The last one is trips, travel, and getting out of state. We travel about once a year but often we head out by airplane twice a year. We never plan it, its not in our annual spending plan anywhere, and it will impact our savings rate depending on what we decide to do. We used to do the all inclusive Mexico, Jamaica type trips but we’ve since shut those off, partially because of the safety and security and also we just don’t value those type of trips as much anymore. We do still love the white sandy beach, but we don’t need unlimited alcohol, we don’t eat breakfast so one of our 3 meals is wasted, and we’d rather eat breakfast tacos for lunch every day anyway so we do that and only go out for dinners. This drastically brings the cost of travel down when we cut out 2 of 3 meals but on the flip side drives up the requirement to ensure we find top notch restaurants for dinner. We look at travel as essential for our lives, we know we want to get out of here in the winter and we know we can afford it.
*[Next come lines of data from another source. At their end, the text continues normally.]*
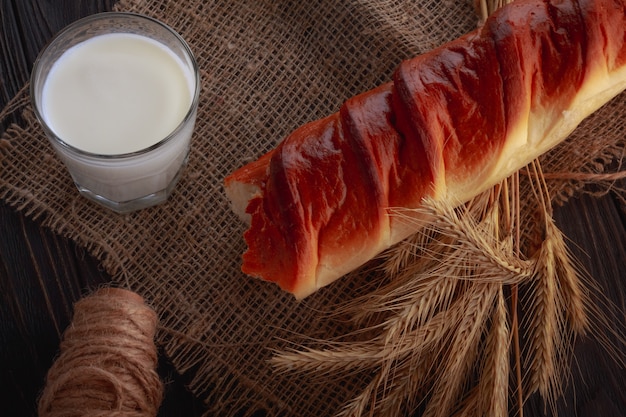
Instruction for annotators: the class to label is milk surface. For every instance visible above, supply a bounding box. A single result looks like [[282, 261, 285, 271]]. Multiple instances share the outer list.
[[42, 33, 194, 155]]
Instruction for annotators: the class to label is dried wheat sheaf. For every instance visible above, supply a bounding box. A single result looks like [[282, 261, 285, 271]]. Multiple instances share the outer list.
[[272, 157, 624, 417]]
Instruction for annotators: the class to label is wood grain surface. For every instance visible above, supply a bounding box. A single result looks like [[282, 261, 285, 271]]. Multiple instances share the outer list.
[[0, 0, 626, 417]]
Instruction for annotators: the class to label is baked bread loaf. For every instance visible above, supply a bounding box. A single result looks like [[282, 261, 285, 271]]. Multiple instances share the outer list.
[[225, 0, 626, 298]]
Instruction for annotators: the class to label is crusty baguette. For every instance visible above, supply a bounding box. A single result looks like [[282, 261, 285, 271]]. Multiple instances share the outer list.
[[225, 0, 626, 298]]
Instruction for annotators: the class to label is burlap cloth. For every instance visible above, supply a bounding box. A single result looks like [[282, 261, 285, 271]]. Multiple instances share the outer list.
[[0, 0, 626, 416]]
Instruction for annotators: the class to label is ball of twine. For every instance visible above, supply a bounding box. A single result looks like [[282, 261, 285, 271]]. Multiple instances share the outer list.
[[38, 288, 163, 417]]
We don’t save for it or earmark savings dollars for it, we just tend to have a pile of cash building up which will eventually be invested in something and decide to take a month or 45 days worth of cash savings and give it to the airlines, Airbnb, and various restaurants and we don’t think twice about it!
We purge things that can be reduced, bought elsewhere more affordably, or don’t bring us equal joy to value. We purge things so that we can save more and reach FI earlier. We purge, so we can splurge when we feel like it without feeling guilty. I highly recommend you do the same, if you can do so while staying on an aggressive path to FI that aligns with your goals.